If your 280S has dual Zenith INAT 35/40 carburetors, I can offer a few suggestions.
First, they should be properly synchronized and adjusted.
Second, the Zenith 35/40 carburetors have an electric choke mechanism where the car's choke plate defaults to about one-quarter closed with the engine off. When the car is started, electric heating elements warm bimetallic springs to fully open the choke plates. If the electric heating elements are not working or are misadjusted, the car continues to run at one-quarter choked, using more fuel than it should.
It's also possible that the choke plate was overadjusted to compensate for worn carburetors (leaking air from worn throttle plate hinge openings), a cracked base (vacuum leak), or aging engine compression.
My 1968 280S was a great car, a real beast on the road once I got the carburetors figured out.
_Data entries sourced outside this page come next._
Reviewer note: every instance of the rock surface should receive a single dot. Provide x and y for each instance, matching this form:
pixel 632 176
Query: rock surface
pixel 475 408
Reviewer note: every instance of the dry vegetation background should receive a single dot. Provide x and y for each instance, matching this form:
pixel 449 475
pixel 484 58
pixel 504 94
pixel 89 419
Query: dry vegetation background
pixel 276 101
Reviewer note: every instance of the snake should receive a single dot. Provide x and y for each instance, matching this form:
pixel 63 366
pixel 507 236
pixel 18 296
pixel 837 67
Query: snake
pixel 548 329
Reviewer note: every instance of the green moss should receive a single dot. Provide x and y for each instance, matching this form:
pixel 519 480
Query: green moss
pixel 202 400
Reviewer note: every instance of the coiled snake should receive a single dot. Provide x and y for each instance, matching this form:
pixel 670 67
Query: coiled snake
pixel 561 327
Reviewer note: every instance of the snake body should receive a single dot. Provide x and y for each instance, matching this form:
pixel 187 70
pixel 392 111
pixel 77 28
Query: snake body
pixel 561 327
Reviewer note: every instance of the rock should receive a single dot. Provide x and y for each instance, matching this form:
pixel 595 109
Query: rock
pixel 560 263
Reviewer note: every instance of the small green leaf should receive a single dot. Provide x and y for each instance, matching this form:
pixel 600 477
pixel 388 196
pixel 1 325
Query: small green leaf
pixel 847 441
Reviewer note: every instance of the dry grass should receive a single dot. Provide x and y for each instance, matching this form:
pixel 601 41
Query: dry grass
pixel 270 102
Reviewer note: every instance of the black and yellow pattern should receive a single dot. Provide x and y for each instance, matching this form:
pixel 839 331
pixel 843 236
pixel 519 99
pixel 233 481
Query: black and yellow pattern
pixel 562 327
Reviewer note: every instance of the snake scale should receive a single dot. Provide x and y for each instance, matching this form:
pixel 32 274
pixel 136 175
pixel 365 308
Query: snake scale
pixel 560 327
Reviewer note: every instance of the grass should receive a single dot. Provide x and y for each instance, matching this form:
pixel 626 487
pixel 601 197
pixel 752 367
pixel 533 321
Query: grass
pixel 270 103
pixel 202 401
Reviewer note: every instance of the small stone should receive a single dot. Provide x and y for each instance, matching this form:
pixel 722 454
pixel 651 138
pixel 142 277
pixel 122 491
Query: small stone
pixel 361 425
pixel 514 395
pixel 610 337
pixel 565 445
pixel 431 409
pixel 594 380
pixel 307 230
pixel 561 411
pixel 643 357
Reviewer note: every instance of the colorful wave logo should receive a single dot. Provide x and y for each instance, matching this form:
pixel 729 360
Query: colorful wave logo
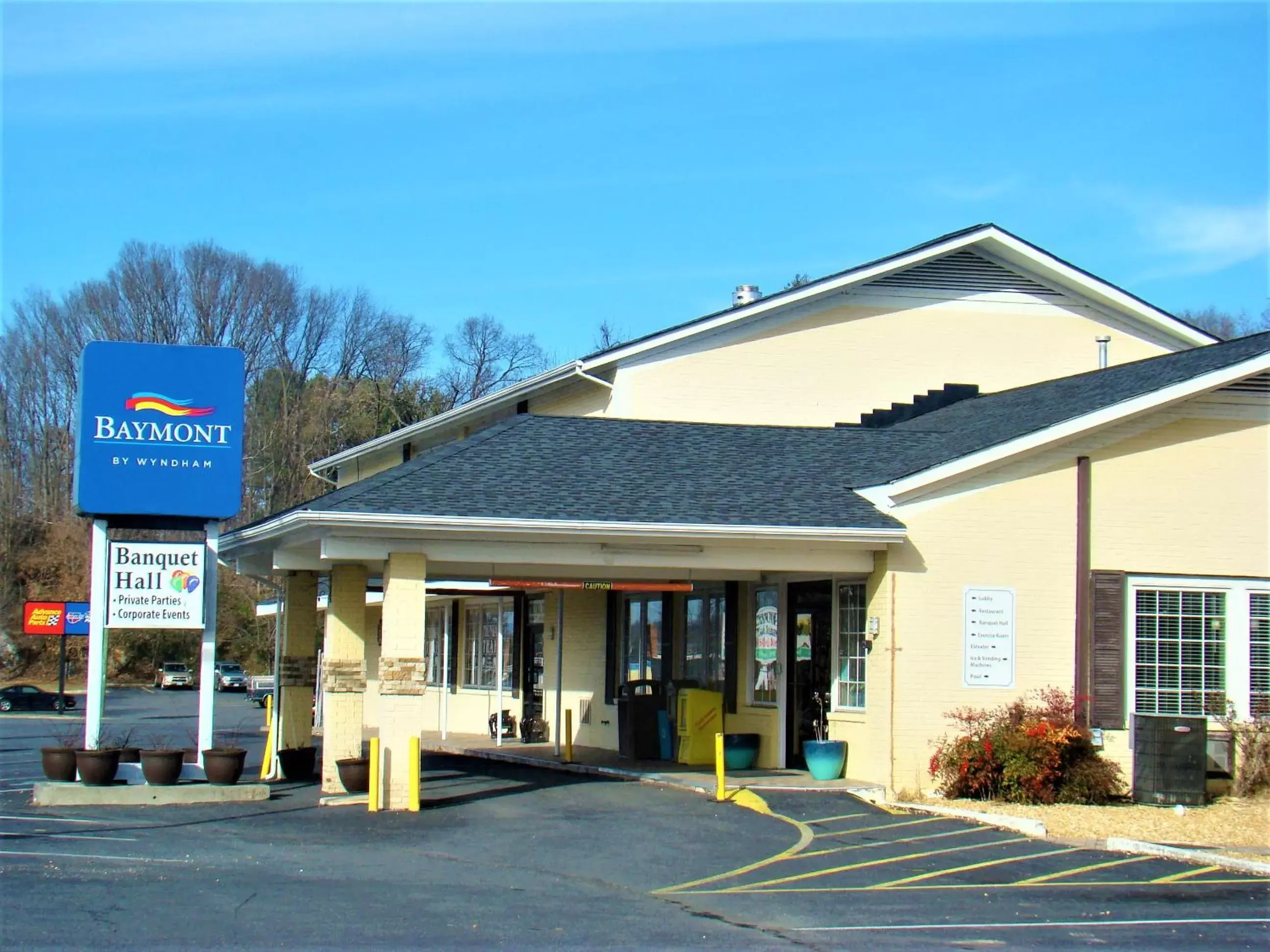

It took awhile to understand the Zenith carburetors, but it turned out to be far more simple to adjust, synchronize and tune than I had originally thought.
Weber makes a conversion kit for the Zenith INAT 35/50 dual carburetors, but I really liked the original setup once I got it adjusted. I remember mileage being in the 12-18 mpg range.
With two four-barrel carburetors on an inline six-cylinder engine, you're running almost one carburetor barrel per engine cylinder at low speeds, and over a barrel per cylinder at 60 mph and above. Great for performance, but expensive for heavy-footed driving.
If you want to check some carburetor settings, send a note to rugbygynw at yahoo dot com.
Too low an operating temperature - below 80 degrees C. replace thermostat. Too rich an air / fuel mixture - carburetor problem. Worn out spark plugs & ignition wires. Retarded ignition timing, check ignition timing and adjust.
All that said, the mid '70s 116 280S version sold in the USA was certainly no economy champ, 13 to 16 MPG (US) overall as I recall.